¿Resistirá la narrativa de Bitcoin como reserva de valor frente a la crisis de Groenlandia?
El desplome del mercado de criptomonedas tras las amenazas arancelarias de Donald Trump reabre el debate sobre si el activo es realmente el "oro digital".

La reciente escalada de tensión entre Estados Unidos y Europa ha puesto a prueba una de las tesis fundamentales del ecosistema de Bitcoin. Mientras el presidente Donald Trump amenaza con imponer aranceles de hasta el 25% a Dinamarca y otras siete naciones europeas si no se permite a EE. UU. adquirir Groenlandia, los mercados han reaccionado de forma dispar.
Bitcoin, que actualmente cotiza cerca de los 91.000 USD tras retroceder casi un 5% en los últimos días y sufrir una caída general del mercado superior al 8%, parece estar perdiendo su estatus de refugio seguro frente a los metales preciosos.
Históricamente, Bitcoin y el oro han mostrado comportamientos similares como activos de refugio ante la escalada de tensiones geopolíticas, tal y como hemos reportado en LatamBlocks. Sin embargo, la dinámica actual sugiere un desacoplamiento significativo.
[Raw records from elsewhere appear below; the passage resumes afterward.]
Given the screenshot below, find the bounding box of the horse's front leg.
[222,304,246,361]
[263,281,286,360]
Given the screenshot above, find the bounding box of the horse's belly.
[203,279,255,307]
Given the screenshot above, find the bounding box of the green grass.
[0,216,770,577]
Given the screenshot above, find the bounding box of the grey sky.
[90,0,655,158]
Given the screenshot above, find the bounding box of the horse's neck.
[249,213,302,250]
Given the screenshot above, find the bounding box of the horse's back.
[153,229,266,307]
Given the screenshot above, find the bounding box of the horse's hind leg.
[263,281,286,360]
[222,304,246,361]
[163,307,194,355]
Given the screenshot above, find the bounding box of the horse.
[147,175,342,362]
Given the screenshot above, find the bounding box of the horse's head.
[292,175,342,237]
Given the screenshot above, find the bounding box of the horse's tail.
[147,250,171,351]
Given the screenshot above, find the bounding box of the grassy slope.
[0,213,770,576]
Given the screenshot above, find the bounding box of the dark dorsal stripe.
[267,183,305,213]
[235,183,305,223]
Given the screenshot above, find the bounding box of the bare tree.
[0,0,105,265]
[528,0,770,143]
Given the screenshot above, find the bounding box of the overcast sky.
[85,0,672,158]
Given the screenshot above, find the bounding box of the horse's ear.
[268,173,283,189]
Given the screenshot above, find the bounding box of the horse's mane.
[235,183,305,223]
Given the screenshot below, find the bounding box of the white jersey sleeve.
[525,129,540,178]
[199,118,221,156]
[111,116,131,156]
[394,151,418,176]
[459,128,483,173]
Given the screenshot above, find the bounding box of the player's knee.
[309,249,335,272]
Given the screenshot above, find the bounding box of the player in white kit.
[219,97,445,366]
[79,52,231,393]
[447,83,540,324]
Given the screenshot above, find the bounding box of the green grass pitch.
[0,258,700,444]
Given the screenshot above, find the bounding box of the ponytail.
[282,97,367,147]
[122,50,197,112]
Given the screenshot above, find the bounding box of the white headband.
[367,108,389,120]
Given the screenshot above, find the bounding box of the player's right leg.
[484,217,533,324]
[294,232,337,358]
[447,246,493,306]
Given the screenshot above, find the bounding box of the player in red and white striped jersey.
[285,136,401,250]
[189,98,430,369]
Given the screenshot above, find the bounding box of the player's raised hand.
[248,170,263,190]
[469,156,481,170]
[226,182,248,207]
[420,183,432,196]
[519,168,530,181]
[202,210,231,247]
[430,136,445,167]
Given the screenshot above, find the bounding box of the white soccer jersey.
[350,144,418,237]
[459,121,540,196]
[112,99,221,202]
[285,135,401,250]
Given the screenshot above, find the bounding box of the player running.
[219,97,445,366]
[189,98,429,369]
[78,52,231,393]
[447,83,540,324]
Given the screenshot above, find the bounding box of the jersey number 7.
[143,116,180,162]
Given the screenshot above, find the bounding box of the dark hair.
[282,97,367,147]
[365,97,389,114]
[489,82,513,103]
Según datos de CoinMarketCap, el precio de la criptomoneda cayó hacia los 92.000 USD este lunes, mientras que las probabilidades en Polymarket de que el token alcance los 100.000 USD para finales de enero se desplomaron del 72% al 27%. Esta acción subraya una correlación más estrecha con las acciones que con el oro, contradiciendo el mantra del "oro digital" promovido por sus defensores.
Por el contrario, el mercado de metales físicos ha reaccionado con una clásica "huida hacia la seguridad". De acuerdo con CryptoProwl, los precios del oro y la plata han alcanzado nuevos máximos históricos en medio del estancamiento por Groenlandia. El oro subió un 1.74% situándose en 4.675 USD por onza, mientras que la plata se disparó casi un 6%.
Este auge se ve impulsado no solo por la crisis danesa, sino por un contexto global convulso que incluye la captura del presidente venezolano el pasado 3 de enero y las amenazas militares contra Irán.
Analistas sugieren que la incertidumbre regulatoria en Washington, marcada por los obstáculos a la Clarity Act y las restricciones al rendimiento de las stablecoins, ha contribuido a que los inversionistas perciban a Bitcoin como un activo de riesgo (risk-on). Mientras los bancos centrales e instituciones financieras se vuelcan hacia los metales pesados ante la posibilidad de una guerra comercial transatlántica, Bitcoin lucha por mantener su narrativa de reserva de valor, supeditado ahora a la evolución de los aranceles y los datos macroeconómicos de la semana.